For me, who has been participating in and covering Fort Worth music for a really long time, I’ve had the idea of a “DFW music industry ecosystem” on my mind for years — I’ve always been captivated by the hyper-local ecosystems that develop in individual neighborhoods and their endemic scenes — but lately, my thoughts have focused on the audience part of it. I suppose my own localized myopia has a forest-for-the-trees problem. In terms of show promotion, McNeal’s view is higher-level than mine (given his own extensive touring experience and what his companies both do), and I wanted to know what he thought, if anything, might be missing from those of Fort Worth and Dallas.

“I mean, I’ve been doing the behind-the-scenes production shit since I was 17,” he said. “I worked at a peach orchard in high school, sold peaches to a guy who was getting them for a band. He knew I played music, and he was like, ‘Why don’t you come see what I do?’ And I just didn’t tell anyone I was underage. So, I’ve been doing this since I was a kid. I was part of this DIY scene, like throwing pop-up shows in parking lots and libraries and VFW halls, and from a very early age, I was like, ‘How can I apply this shit going on at the biggest level to the smaller spaces where I am?’

“My heart and soul is in the independent and DIY spaces, because that’s where I operate,” McNeal continued. “That’s what I love. … When we help these larger shows happen [via Roadrunner], we try to put people from our actual music community into those roles, to then learn more and bring it back to our scene. So, long answer, what I think we are missing? We have really great [live music] spots, and we have people that fuck with live music. But I think something that I would like to see is more reaching out to younger people, like college students. We have TCU here, for example. We have this revolving door of young people who [go to school] there that love art and music, but maybe they don’t know about Tulips or whatever, and it’s like, ‘Cool, how can we tap into that?’ because those are the people who lead the next wave of culture, and I try to think when I was young, I wished somebody would’ve looked for ways to involve the youth rather than just making you feel like you’re separate from the cool shit going on.”

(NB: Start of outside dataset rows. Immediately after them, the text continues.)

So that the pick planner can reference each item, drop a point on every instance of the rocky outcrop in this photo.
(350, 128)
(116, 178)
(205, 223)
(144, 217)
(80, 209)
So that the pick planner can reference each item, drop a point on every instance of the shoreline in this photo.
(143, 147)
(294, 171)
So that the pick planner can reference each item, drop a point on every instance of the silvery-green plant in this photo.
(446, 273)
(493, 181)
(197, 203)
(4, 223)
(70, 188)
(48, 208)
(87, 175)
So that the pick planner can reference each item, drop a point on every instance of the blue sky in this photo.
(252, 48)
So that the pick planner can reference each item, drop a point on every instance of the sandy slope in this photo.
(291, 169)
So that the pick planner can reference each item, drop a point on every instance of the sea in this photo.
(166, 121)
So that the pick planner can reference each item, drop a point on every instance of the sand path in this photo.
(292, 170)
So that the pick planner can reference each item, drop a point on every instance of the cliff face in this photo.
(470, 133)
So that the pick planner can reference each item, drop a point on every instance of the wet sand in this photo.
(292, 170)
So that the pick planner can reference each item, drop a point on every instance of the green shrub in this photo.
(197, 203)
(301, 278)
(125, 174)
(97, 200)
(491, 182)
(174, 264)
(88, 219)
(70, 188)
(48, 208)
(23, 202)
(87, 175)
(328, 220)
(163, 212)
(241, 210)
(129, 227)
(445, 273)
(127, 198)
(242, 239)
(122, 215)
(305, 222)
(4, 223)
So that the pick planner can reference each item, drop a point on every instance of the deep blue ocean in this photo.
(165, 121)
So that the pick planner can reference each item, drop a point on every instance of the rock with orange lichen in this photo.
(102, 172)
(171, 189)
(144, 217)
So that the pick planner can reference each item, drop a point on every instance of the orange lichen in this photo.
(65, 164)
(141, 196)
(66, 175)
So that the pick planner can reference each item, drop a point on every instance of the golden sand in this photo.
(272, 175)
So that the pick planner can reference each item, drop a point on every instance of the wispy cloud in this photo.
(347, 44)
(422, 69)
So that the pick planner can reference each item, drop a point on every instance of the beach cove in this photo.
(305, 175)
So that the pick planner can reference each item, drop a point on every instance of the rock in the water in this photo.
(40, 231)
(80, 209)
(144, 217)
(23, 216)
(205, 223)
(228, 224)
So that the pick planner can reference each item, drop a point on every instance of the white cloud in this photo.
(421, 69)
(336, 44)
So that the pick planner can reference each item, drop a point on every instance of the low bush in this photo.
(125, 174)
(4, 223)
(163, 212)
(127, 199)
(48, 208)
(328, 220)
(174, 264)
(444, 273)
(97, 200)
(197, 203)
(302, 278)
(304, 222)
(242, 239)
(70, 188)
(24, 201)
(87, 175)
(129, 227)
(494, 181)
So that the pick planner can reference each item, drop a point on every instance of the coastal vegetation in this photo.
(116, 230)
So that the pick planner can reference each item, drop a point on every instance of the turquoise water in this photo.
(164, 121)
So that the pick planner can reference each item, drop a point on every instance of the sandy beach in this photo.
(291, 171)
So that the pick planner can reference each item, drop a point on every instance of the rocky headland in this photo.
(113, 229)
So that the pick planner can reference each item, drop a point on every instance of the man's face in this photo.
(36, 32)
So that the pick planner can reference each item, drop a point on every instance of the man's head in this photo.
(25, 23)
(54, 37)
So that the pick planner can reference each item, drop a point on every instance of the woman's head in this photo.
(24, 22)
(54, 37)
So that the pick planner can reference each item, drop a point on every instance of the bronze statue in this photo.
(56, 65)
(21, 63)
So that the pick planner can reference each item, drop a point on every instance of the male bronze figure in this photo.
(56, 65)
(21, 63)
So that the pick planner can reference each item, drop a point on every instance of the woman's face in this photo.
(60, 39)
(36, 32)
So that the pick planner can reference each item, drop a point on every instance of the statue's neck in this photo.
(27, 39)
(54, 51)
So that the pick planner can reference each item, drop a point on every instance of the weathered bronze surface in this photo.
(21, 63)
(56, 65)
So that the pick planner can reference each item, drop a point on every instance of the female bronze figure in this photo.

McNeal said he listens to all sorts of music but that it was “the underground stuff” that really moved his meter when he was a kid. “It was the stuff that you weren’t hearing on the radio, you would have to hear from like a friend or older brother or sister or go to a show, and you see people moshing, and you’re like, ‘Yo, this makes me feel something I haven’t felt elsewhere.’ ”

So, how do you get people to find the kinds of happenings that hook people on live music for the rest of their lives? McNeal started taking his show on the road as soon as he was able to, and he hasn’t really stopped, even with touring ROI being what it is now. He said that when he hit the road way back when, he was banking on the audience’s lived experience and the community that came out of that.

“I found the only way I was able to make any of that work and build anything … it came from community building … where you’re like, ‘Yo, I’m gonna hunt down bands that I like in any area and reach out to them, figure out if I have friends or friends of friends, try to connect with them and be like, “Yo, let’s do something cool together.” ’

“So, you can find these likeminded people and build something. This is how I would always do it in the touring space, and I think it’s similar in Fort Worth. I mean, that’s how we’re all homies and, you know, have been running around together, whether we hang out all the time or just see each other at shows. … I think we’re really fortunate in North Texas to have a ton of great artists, incredible bands all over the place, and it’s not a matter of like, ‘Do we have something cool going on?’ It’s a matter of, ‘How do we get people there to see it?’ I think once you see that [band that changes your life] in person, outside of your phone, it’s like, ‘Oh, this is rad,’ and you keep coming back for it.”

Winning the JAMBALOO Music Prize will keep Matthew McNeal in the business of making music by helping other musicians make their own music, too.